Attablé devant un poisson non loin de la place de la Madeleine, à Paris, Marc Schwartz s’arrête tout d’un coup pour peser ses mots. Puis il se lance avec la voix feutrée des hommes habitués à la diplomatie la plus sensible : Mon premier constat a été que la filière musicale française est assez… divisée. Il lui manque un lieu apaisé pour débattre. Comme il n’existe pas, les oppositions sont exacerbées.
Quelques jours plus tard, un autre acteur de ce secteur où il faut parler off pour dire réellement quelque chose sera moins poli : Schwartz nous a dit
Plus jamais ça
. Cette négo l’a choqué.
Cette « négo », ce sont les deux mois et quelques que ce médiateur, qui en a pourtant vu d’autres, a menés au pas de charge pendant l’été 2015 pour faire aboutir son « protocole Schwartz » – sous-titré par le ministère de la Culture Pour un développement équitable de la musique en ligne
. Il s’agissait d’éviter que les plus petits artistes et les plus petites maisons de disques ne décrochent dans une nouvelle économie de la musique dominée par le streaming (lire l’épisode 1, « Du CD au streaming, courte histoire d’une révolution ») et de moins en moins taillée pour eux.
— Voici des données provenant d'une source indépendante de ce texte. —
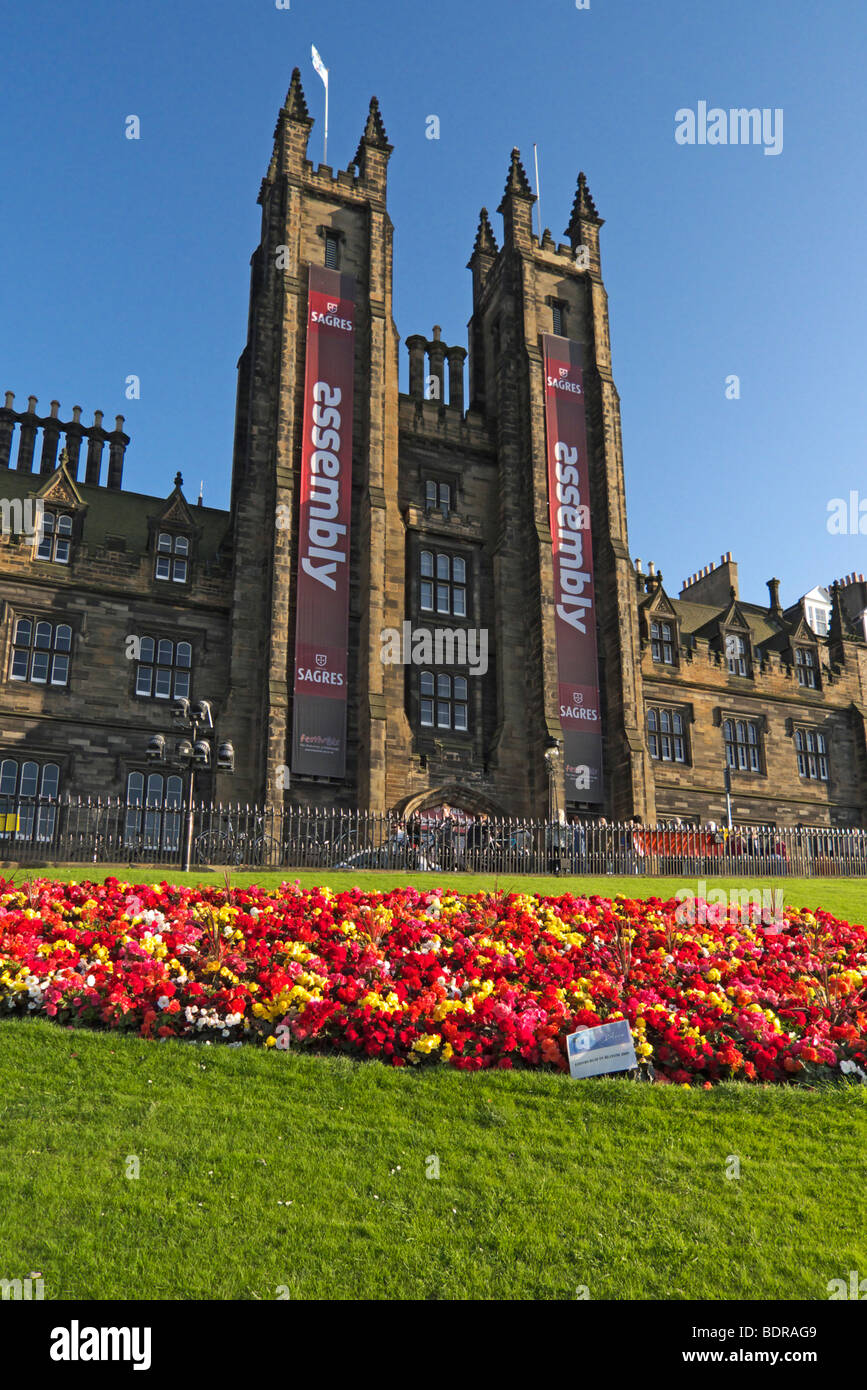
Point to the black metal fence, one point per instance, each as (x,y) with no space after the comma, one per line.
(49,831)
Il s’agissait aussi d’obliger les acteurs de la filière à se parler un peu gentiment pour une fois.
Ces deux mois de tractations politico-économiques sont ainsi un parfait résumé de l’état du monde de la musique en France, un microcosme où se croisent les crispations actuelles autour des revenus du streaming, mais aussi des pratiques obsolètes venues de l’époque du compact disc.